Caveolae are invaginations of plasma membrane enriched in sphingolipids and cholesterol. These microdomains are specialized lipid rafts that serve as signaling pathway platforms [10]. Robust information indicates that caveolae concentrate specific signal transducer proteins (e.g. tyrosine kinases of Src family and G proteins) as well as caveolins [11], [12]. Caveolins are main structural components of caveolae and also are members of scaffolding cytosolic proteins [13]. In absence of caveolins, no morphologically identifiable caveolae exist [14]. Molecular cloning has identified three caveolins isoforms, caveolin-1, -2 and -3 (cav-1, cav-2 and cav-3) [15]. Although it is known that cav-1 and -2 are present in fibroblasts, endothelial cells and adipocytes whereas cav-3 protein is muscle specific, cav-1 expression was confirmed in undifferentiated skeletal muscle cells in vivo and in vitro [16]. Caveolins play a significant role in different disease phenotypes, specifically in muscular dystrophy.
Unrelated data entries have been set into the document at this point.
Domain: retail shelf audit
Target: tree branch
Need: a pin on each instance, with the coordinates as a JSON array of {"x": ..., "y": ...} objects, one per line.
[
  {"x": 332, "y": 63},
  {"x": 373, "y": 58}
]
Mice knock-down for cav-1 gene (cav-1 −/−) present abnormalities in skeletal muscle due to cav-1 expression conditioned later appearance of cav-2, so cav-1 absence promotes the pathogenesis called tubular aggregate formation [17]. Modulation of cav-1 levels also controls satellite cell activation during muscle repair [16]. In parallel, cav-1 plays a role in the physiological intracellular signaling network. Cav-1 can bind c-Src via its caveolin-scaffolding domain and thereby “clamp” Src in its inactive configuration [18]. So, the disruption of cav-1–c-Src complex conduces to c-Src activation and this event could be one of the beginning steps of signaling pathway cascades [14].

With respect to the VDR, Norman and collaborators reported that it is present in caveolae-enriched plasma membranes and binds 1α,25(OH)₂D₃ in vivo and in vitro [19]. Plasma membrane requirements for hormone-dependent PKC signaling were observed in chondrocytes and osteoblasts. Specifically, the regulation of growth plate chondrocytes by 1α,25(OH)₂D₃ requires caveolae and cav-1 [4]. Recently it was reported the key role of cav-1 in the compartmentalization of estrogen receptor β (ERβ) to the plasma membrane, thus allowing estradiol to control VDR transcription and expression [20]. In view of the data described, our aim was to investigate the role of caveolae and cav-1 in 1α,25(OH)₂D₃-dependent modulation of kinase cascades and VDR localization in skeletal muscle cells.